As shown in Table 2, it can be seen that the multilayer structures of Examples 1 to 6 have a small OTR, excellent gas barrier properties, and suppress the generation of cracks when deformed by heating. The single-layer film of the layer (X) used in Examples 1 to 6 has a relatively small yield stress and residual stress, which is presumed to be one of the factors for enhancing the crack resistance.

On the other hand, as shown in Table 3, Comparative Example 1 in which the polymer (B) was not used, Comparative Examples 2, 3 in which a polymer having a low acid value or a non-modified polymer was used instead of the polymer (B).
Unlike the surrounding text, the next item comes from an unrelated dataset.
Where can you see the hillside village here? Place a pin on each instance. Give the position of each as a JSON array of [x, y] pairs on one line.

Each of the multilayer structures of Comparative Example 4 in which PA is used instead of EVOH (A) and Comparative Example 9 in which a polymer having a high acid value is used instead of the polymer (B) is prone to crack generation. It became. Further, Comparative Example 4 in which PA was used instead of EVOH (A), Comparative Examples 5 and 6 in which the mass ratio of EVOH (A) was low, Comparative Example 7 in which the layer (X) was thin, and the thickness of the entire multilayer structure were increased. Each of the multi-layered structures such as the small Comparative Example 8 had insufficient gas barrier properties. Further, in Comparative Example 8 in which the thickness of the entire multilayer structure is small, cracks do not occur, and cracks are likely to occur when the multilayer structure is deformed by heating, which is a problem that occurs remarkably when the multilayer structure is thick. It can be seen that it is.

The multilayer structure of the present invention can be used for various purposes such as containers, pipes, and packaging materials, and can be particularly preferably used for automobile parts (for example, filler pipes, etc.).

11 Fuel tank 12 Mounting pipe 13 Filler pipe 14 Refueling port pipe

Claims

It has at least one layer (X) composed of a resin composition (x) containing an ethylene-vinyl alcohol copolymer (A) and an acid-modified ethylene-α-olefin copolymer (B), and has the total number of layers. Is a multi-layer structure with three or more layers,
The total thickness of all layers is 500 μm or more, and the thickness of the layer (X) is 30 μm or more.
The mass ratio (B / A) of the acid-modified ethylene-α-olefin copolymer (B) to the ethylene-vinyl alcohol copolymer (A) is 3/97 or more and 15/85 or less.
A multilayer structure in which the acid value of the acid-modified ethylene-α-olefin copolymer (B) is 8.5 mgKOH / g or more and 15 mgKOH / g or less.
The multilayer structure according to claim 1, wherein the resin component of the resin composition (x) is substantially composed of only an ethylene-vinyl alcohol copolymer (A) and an acid-modified ethylene-α-olefin copolymer (B).
The multilayer structure according to claim 1 or 2, wherein the ethylene-vinyl alcohol polymer has an ethylene unit content of 15 mol% or more and 35 mol% or less.
The multilayer structure according to any one of claims 1 to 3, wherein the α-olefin constituting the acid-modified ethylene-α-olefin copolymer (B) is 1-butene.
The multilayer structure according to any one of claims 1 to 4, wherein the resin composition (x) further contains an antioxidant.
The multilayer structure according to any one of claims 1 to 5, further comprising a layer (Y) containing at least one resin selected from the group consisting of polyamide, ethylene-tetrafluoroethylene copolymer and polyethylene.
A multi-layer tube composed of the multi-layer structure according to any one of claims 1 to 6.
A multi-layer pipe composed of the multi-layer structure according to claim 6 and having the layer (Y) as the innermost layer.
The multilayer tube according to claim 7 or 8, which is for an automobile part.